Monday, February 15, 2010

Products Help Build Brands


A little while ago, I read a great article by Frank Striefler, a principal at Wolff Olins, called 5 Marketing Principles Brands Should Embrace in 2010. And his first principle, Create Better Realities, got me thinking about BrandTags.net.

Striefler noted that to create better realities we need to innovate products to help create real value rather than add to perceived value as products are the most powerful brand-building tool. By innovating products with our brand purpose in mind, we act according to our capabilities, as Striefler mentioned in his 3rd principle, and we either meet or exceed consumer expectations influencing how our brand is perceived in the marketplace!

After reading this, I thought the BrandTags site is a great example of how products shape your external brand perceptions. BrandTags has been able to create comprehensive brand association tag clouds for hundreds of brands by collecting 1.7 million tags and counting!

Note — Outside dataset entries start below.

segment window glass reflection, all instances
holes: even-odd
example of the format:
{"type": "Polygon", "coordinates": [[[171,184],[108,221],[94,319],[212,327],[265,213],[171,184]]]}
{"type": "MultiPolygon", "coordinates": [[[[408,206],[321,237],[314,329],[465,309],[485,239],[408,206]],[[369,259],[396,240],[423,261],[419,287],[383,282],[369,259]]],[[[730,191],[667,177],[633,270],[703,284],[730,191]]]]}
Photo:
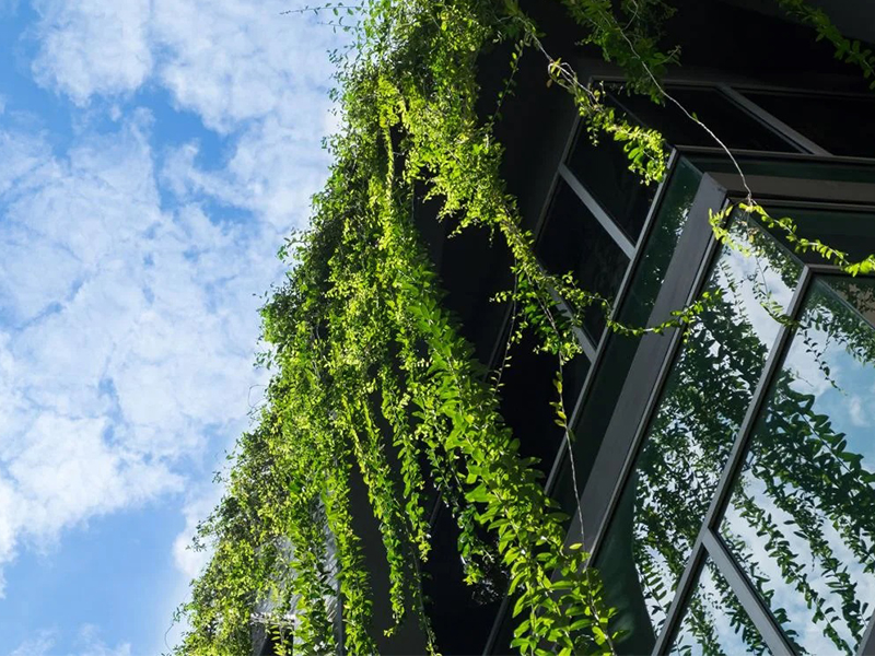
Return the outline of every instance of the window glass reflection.
{"type": "Polygon", "coordinates": [[[875,156],[875,98],[745,92],[757,105],[833,155],[875,156]]]}
{"type": "Polygon", "coordinates": [[[707,290],[718,296],[690,329],[597,565],[627,628],[625,653],[652,647],[747,411],[775,318],[800,263],[737,214],[731,234],[750,250],[724,248],[707,290]]]}
{"type": "MultiPolygon", "coordinates": [[[[574,190],[559,180],[536,253],[556,274],[571,271],[581,289],[614,298],[629,266],[620,247],[583,204],[574,190]]],[[[593,305],[583,327],[594,342],[605,329],[602,308],[593,305]]]]}
{"type": "Polygon", "coordinates": [[[710,559],[702,567],[669,653],[678,656],[771,654],[710,559]]]}
{"type": "MultiPolygon", "coordinates": [[[[658,130],[668,143],[716,145],[713,137],[670,101],[657,105],[648,96],[612,93],[619,105],[643,125],[658,130]]],[[[668,93],[688,112],[698,116],[731,149],[797,151],[783,137],[760,124],[715,89],[669,87],[668,93]]]]}
{"type": "MultiPolygon", "coordinates": [[[[665,280],[668,262],[672,260],[680,233],[687,223],[687,216],[701,179],[701,172],[687,160],[680,160],[677,163],[668,179],[658,213],[654,218],[653,229],[646,241],[643,257],[635,268],[631,284],[626,292],[626,298],[619,309],[619,321],[626,326],[646,325],[653,304],[656,302],[656,295],[665,280]]],[[[602,440],[610,422],[614,406],[622,389],[639,341],[638,338],[616,333],[608,337],[602,366],[595,374],[595,379],[573,429],[575,435],[574,464],[581,488],[590,477],[590,469],[602,446],[602,440]]],[[[562,462],[552,495],[559,501],[562,508],[571,514],[576,503],[576,495],[571,476],[571,464],[568,458],[562,462]]]]}
{"type": "Polygon", "coordinates": [[[644,185],[641,176],[629,169],[629,155],[622,144],[607,134],[602,134],[593,143],[588,130],[582,126],[569,155],[568,167],[635,243],[656,194],[656,185],[644,185]]]}
{"type": "Polygon", "coordinates": [[[721,531],[806,654],[853,654],[875,599],[875,281],[815,281],[721,531]]]}

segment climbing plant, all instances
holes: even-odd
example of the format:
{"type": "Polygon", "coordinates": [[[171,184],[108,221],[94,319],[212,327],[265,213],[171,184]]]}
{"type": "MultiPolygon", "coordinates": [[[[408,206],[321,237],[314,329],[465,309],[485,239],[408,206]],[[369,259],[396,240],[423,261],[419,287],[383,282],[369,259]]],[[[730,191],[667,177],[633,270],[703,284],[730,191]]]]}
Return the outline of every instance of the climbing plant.
{"type": "MultiPolygon", "coordinates": [[[[623,69],[630,89],[664,102],[658,80],[678,55],[657,46],[668,4],[562,4],[583,40],[623,69]]],[[[394,622],[387,634],[413,619],[429,651],[439,648],[420,570],[438,495],[458,527],[466,582],[489,588],[493,573],[506,576],[515,647],[612,653],[615,611],[598,573],[580,542],[567,543],[565,515],[545,493],[535,462],[521,455],[495,388],[444,308],[411,207],[424,195],[454,230],[477,226],[504,242],[514,286],[499,300],[515,308],[510,339],[530,330],[556,356],[557,421],[570,440],[562,366],[581,350],[574,329],[585,313],[603,313],[611,330],[640,336],[691,324],[720,298],[705,294],[661,326],[625,326],[611,319],[609,298],[540,266],[500,175],[500,112],[477,112],[478,56],[512,44],[499,105],[520,57],[542,58],[591,137],[621,144],[644,184],[665,174],[662,137],[630,122],[598,86],[552,56],[515,0],[369,0],[322,11],[338,16],[352,43],[335,54],[342,128],[327,142],[334,164],[314,198],[311,229],[280,250],[290,269],[261,311],[260,362],[273,377],[254,430],[238,441],[225,496],[198,531],[197,544],[213,551],[180,608],[189,629],[176,653],[247,653],[259,622],[277,633],[280,649],[325,654],[342,644],[350,654],[375,653],[371,581],[353,511],[362,494],[386,554],[394,622]],[[352,22],[343,25],[347,13],[352,22]]],[[[730,241],[724,218],[714,227],[730,241]]],[[[790,220],[774,226],[794,234],[790,220]]]]}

These brand associations offer us a glimpse of what the market perceptions are for certain brands. All brands, whether consciously influenced by brand strategies or not, have market perceptions tied to them, even if it's a big question mark!

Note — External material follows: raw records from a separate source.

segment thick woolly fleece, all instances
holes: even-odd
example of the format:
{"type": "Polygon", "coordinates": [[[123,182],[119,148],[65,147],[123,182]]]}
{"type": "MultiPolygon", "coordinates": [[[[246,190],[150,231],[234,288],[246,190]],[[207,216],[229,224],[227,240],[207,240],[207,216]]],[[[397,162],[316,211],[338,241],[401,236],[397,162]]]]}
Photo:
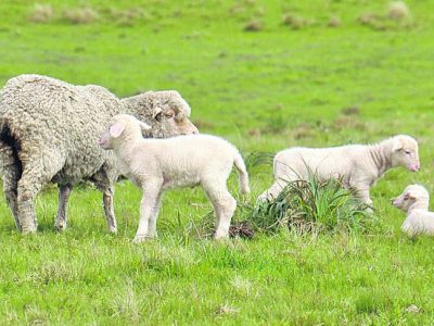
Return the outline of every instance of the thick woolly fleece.
{"type": "Polygon", "coordinates": [[[143,190],[139,228],[135,242],[156,236],[156,218],[162,193],[174,187],[201,185],[217,215],[215,238],[228,237],[237,202],[227,188],[235,165],[240,190],[250,192],[248,175],[240,152],[228,141],[209,135],[169,139],[144,139],[146,125],[127,114],[116,115],[100,139],[104,149],[113,149],[119,168],[143,190]]]}
{"type": "Polygon", "coordinates": [[[418,171],[419,149],[414,138],[398,135],[376,145],[348,145],[333,148],[290,148],[276,154],[275,184],[258,201],[272,200],[289,181],[306,180],[309,174],[319,179],[339,178],[368,205],[370,188],[388,170],[405,166],[418,171]]]}
{"type": "Polygon", "coordinates": [[[401,195],[392,200],[395,208],[407,213],[401,230],[410,237],[434,236],[434,213],[429,212],[430,193],[421,185],[408,186],[401,195]]]}
{"type": "Polygon", "coordinates": [[[119,100],[103,87],[74,86],[39,75],[11,78],[0,91],[0,167],[3,190],[23,233],[37,229],[35,198],[47,183],[59,185],[56,227],[66,227],[72,187],[90,180],[103,191],[111,231],[116,231],[112,153],[98,139],[108,121],[130,113],[153,128],[146,136],[197,133],[190,108],[176,91],[145,92],[119,100]]]}

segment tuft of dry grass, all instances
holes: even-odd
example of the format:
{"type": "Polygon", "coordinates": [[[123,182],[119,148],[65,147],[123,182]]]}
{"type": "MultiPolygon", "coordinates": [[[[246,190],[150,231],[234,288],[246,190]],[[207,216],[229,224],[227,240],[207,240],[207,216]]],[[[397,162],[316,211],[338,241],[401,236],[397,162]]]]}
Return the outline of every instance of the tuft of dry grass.
{"type": "Polygon", "coordinates": [[[122,26],[132,26],[138,21],[148,21],[150,14],[141,8],[130,8],[127,10],[110,9],[108,16],[122,26]]]}
{"type": "Polygon", "coordinates": [[[51,4],[36,3],[30,15],[29,21],[33,23],[44,24],[53,20],[54,12],[51,4]]]}
{"type": "Polygon", "coordinates": [[[404,1],[394,1],[388,4],[387,17],[401,22],[410,17],[410,10],[404,1]]]}
{"type": "Polygon", "coordinates": [[[99,20],[99,14],[90,7],[75,8],[64,11],[63,18],[76,25],[91,24],[99,20]]]}
{"type": "Polygon", "coordinates": [[[243,30],[244,32],[259,32],[263,29],[263,24],[259,21],[252,20],[245,23],[243,30]]]}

What I've always found interesting about these clouds is that people often associate the brand with the product & founder/leader most prominently, followed by emotional associations. If a brand has done it's job right, these tags will align with the organization's brand purpose (and if you're really good - the organization's internal perceptions will align with the brand purpose as well - but that can't be determined by BrandTags ... yet).

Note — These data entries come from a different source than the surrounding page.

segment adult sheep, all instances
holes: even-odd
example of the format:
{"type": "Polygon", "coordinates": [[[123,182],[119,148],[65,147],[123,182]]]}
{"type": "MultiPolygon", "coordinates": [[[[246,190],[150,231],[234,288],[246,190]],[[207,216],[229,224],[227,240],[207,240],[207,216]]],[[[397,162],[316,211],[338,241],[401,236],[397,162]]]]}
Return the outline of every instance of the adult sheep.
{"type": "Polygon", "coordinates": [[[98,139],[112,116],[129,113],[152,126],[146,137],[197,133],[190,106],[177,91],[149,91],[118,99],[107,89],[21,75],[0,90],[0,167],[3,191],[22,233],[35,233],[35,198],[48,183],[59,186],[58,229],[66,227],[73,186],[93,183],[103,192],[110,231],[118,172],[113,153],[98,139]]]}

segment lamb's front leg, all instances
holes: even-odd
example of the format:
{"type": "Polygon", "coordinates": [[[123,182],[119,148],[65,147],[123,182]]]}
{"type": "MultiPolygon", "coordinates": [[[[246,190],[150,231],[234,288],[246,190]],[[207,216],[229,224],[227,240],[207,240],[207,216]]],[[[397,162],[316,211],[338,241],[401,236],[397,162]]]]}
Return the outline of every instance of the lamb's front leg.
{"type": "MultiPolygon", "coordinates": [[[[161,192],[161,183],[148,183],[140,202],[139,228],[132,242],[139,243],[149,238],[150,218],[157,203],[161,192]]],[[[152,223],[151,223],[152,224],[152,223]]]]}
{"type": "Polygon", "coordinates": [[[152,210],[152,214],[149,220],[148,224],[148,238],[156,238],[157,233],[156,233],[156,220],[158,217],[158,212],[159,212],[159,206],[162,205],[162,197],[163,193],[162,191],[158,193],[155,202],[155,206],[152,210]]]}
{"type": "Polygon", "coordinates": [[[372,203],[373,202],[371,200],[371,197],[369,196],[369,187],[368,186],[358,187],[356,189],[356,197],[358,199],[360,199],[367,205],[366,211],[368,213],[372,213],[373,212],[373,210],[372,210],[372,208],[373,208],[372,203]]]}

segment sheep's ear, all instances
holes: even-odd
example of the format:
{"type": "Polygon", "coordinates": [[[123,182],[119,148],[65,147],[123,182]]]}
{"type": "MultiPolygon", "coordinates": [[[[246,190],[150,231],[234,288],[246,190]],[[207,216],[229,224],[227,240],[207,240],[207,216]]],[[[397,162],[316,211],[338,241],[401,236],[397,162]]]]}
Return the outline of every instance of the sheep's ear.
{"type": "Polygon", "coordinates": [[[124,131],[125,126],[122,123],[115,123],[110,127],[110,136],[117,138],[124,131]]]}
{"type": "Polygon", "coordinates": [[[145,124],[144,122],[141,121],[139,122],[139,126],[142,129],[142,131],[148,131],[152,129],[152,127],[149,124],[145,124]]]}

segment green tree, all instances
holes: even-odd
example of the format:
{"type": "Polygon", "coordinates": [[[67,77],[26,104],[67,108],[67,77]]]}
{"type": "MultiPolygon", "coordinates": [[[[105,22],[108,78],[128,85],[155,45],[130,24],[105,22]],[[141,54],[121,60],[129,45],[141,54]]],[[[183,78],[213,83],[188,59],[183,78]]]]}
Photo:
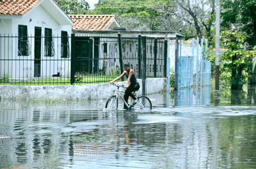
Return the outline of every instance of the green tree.
{"type": "MultiPolygon", "coordinates": [[[[144,31],[173,31],[174,18],[157,9],[172,7],[170,0],[99,0],[91,14],[114,14],[123,27],[144,31]]],[[[179,22],[181,22],[179,21],[179,22]]]]}
{"type": "Polygon", "coordinates": [[[251,49],[256,45],[256,1],[221,0],[221,26],[228,28],[230,24],[246,25],[242,31],[247,33],[245,41],[251,49]]]}
{"type": "Polygon", "coordinates": [[[223,53],[220,60],[224,63],[221,70],[221,76],[231,80],[231,89],[240,89],[246,82],[250,72],[248,65],[256,56],[256,51],[245,48],[245,37],[234,30],[221,32],[222,42],[228,50],[223,53]]]}
{"type": "Polygon", "coordinates": [[[90,8],[84,0],[56,0],[56,3],[67,14],[85,15],[90,8]]]}

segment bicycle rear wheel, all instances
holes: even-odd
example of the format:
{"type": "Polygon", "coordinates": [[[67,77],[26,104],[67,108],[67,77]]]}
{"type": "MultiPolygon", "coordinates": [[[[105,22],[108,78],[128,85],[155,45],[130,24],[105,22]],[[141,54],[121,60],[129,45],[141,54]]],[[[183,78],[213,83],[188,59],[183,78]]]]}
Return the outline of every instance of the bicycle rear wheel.
{"type": "Polygon", "coordinates": [[[108,100],[106,103],[105,108],[112,109],[117,108],[118,106],[118,100],[117,99],[116,96],[112,96],[108,100]]]}
{"type": "Polygon", "coordinates": [[[133,105],[133,108],[136,109],[151,110],[152,108],[152,104],[150,99],[146,96],[140,96],[138,97],[138,102],[133,105]]]}

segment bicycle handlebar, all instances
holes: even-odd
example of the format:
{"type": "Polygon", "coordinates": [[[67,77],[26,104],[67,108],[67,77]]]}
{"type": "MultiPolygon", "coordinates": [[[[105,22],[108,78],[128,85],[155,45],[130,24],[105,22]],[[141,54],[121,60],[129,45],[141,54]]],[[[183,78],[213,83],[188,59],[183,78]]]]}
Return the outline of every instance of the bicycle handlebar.
{"type": "Polygon", "coordinates": [[[115,83],[110,83],[110,84],[115,85],[115,86],[116,86],[117,87],[118,89],[119,89],[120,87],[125,87],[124,85],[117,86],[116,84],[115,84],[115,83]]]}

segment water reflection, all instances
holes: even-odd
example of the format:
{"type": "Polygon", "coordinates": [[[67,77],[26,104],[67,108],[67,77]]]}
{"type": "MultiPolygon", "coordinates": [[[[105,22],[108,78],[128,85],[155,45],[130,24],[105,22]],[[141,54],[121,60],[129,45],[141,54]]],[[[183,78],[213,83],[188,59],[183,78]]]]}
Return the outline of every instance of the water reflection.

The way I see it, is that the organization's products prove what business the brand is in and how it's trying to accomplish its purpose. A great example is Google, who seems to be a non-stop force of innovation. Currently, they are planning to develop a super-fast broadband connection - 200 times faster that the fastest broadband connection in the US today. This innovation supports and creates further reasons to believe in its brand purpose - to make the world's information universally accessible and useable!

Once consumers engage with an organization's product or service, they begin to form emotional associations with the brand based on if & how their expectations were met (expectations are often created by advertising, messaging and PR). One of my favorite lines in the film Art & Copy was from George Lois, who said something along the lines of, I'm so good at selling products that if your product is crap, I'm going to put you out of business, because no one will buy from you again. Meaning that if your products don't live up to thier promise, you're in trouble!



You can begin to see this with BrandTags. Cirque Du Soleil, whom I've written about before, has incredibly high emotional brand associations, with tags like: amazing, awesome, exciting, weird, unique, etc. This tells me that Cirque Du Soleil delivers on its brand purpose with every experience it creates fostering strongly aligned brand associations. Therefore, brand associations are created through engagement with the organization's products/services - in this case it is performances!


Apple is very similar. First they are strongly aligned with Steven Jobs, the mac, iPhone, iPod and Love, which makes sense knowing the high level of brand affinity felt for Apple. But following the tags based on products and its founder, are the emotions that come from owning or experiencing an Apple product: amazing, awesome, best, clean, cool, creative, design, expensive, hip, innovative, quality, simple, sleek & trendy! I'm sure these were words that even popped into your mind when I first mentioned Apple. This is because Apple consciously innovates products & experiences that only refuel these perfectly aligned perceptions.


But now, lets look at a brand that has done a pitiful job of meeting expectations - GM. A company that has poured billions of dollars into advertising its brands, only to see a resulting brand value of nothing! Clearly their product experiences were not living up to their messaging/promises!

GM's tag cloud is interesting: First some of the largest tags featured were where GM is from (America, Detroit). Then the other most prominent tags were of negative emotions towards the brand (bad, bankrupt, big boring, cheap, crap, dead, dinosaur, junk, old). This clearly indicates that customers were deeply unsatisfied with GM products and they were not innovating to remain relevant to consumers! Lastly, I found the products lists particularly interesting. Unlike Apple, where people thought of their products' brand names as associations, GM had generic labels for its products, such as trucks, cars, motors, with the exception of Chevy. Proving that customers had no meaningful connection with its plethora of products!

So, yes products are the most powerful brand-building tools, as they prove out your brand purpose, and we can look to BrandTags to see if these products are meeting expectations and truly building a strong brand!